3) Is there a pattern? Seems like the newline characters get inserted about every 4000 characters. Did some reading on R/S primitives to try to figure out if this had something to do with basic R data structures, but was pretty quickly in over my head.
I tried breaking up the long string into shorter chunks, and then subsequently combining them, and that seemed to solve the problem.
column_names.1 <- c(...)
column_names.2 <- c(...)
column_names_combined <- c(column_names.1, column_names.2)
so I have an immediate workaround, but would love to know what's actually going on here.
Some of the posts that had to do with problems with character vectors suggested that I run memory profile:
memory.profile()
NULL symbol pairlist closure environment promise
1 9572 220717 4734 1379 5764
language special builtin char logical integer
63932 165 1550 18935 10302 30428
double complex character ... any list
2039 1 60058 0 0 20059
expression bytecode externalptr weakref raw S4
1 16553 725 150 151 1162
I'm running R 2.15.1 (64-bit) R on Windows 7 (Enterprise, SP 1, 8 gigs RAM). Thanks!
In programming languages, such as C, Java, and Perl, the newline character is represented as a '\n' which is an escape sequence.
It is a character in a string which represents a line break, which means that after this character, a new line will start. There are two basic new line characters: LF (character : \n, Unicode : U+000A, ASCII : 10, hex : 0x0a): This is simply the '\n' character which we all know from our early programming days.
The C programming language provides the escape sequences '\n' (newline) and '\r' (carriage return). However, these are not required to be equivalent to the ASCII LF and CR control characters.
In Windows and DOS, the line break code is two characters: a carriage return followed by a line feed (CR/LF). In the Unix/Linux/Mac world, the code is just the line feed character (LF).
I doubt this is a bug. Instead, it looks like you're running into a known limitation of the console. As it says in Section 1.8 - R commands, case sensitivity, etc. of An Introduction to R:
Command lines entered at the console are limited[3] to about 4095 bytes (not characters).
[3] some of the consoles will not allow you to enter more, and amongst those which do some will silently discard the excess and some will use it as the start of the next line.

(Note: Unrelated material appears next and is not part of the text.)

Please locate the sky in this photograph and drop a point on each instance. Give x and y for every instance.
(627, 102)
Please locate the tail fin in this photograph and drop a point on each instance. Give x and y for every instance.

Either put the command in a file and source
it, or break the code into multiple lines by inserting your own newlines at appropriate points (between commas). For example:
column_names <-
c("County Code/DFG/Aggregation Code", "District Code", "School Code",
"County Name", "District Name", "School Name", "DFG", "Special Needs",
"TOTAL POPULATION TOTAL POPULATION Number Enrolled LAL", ...)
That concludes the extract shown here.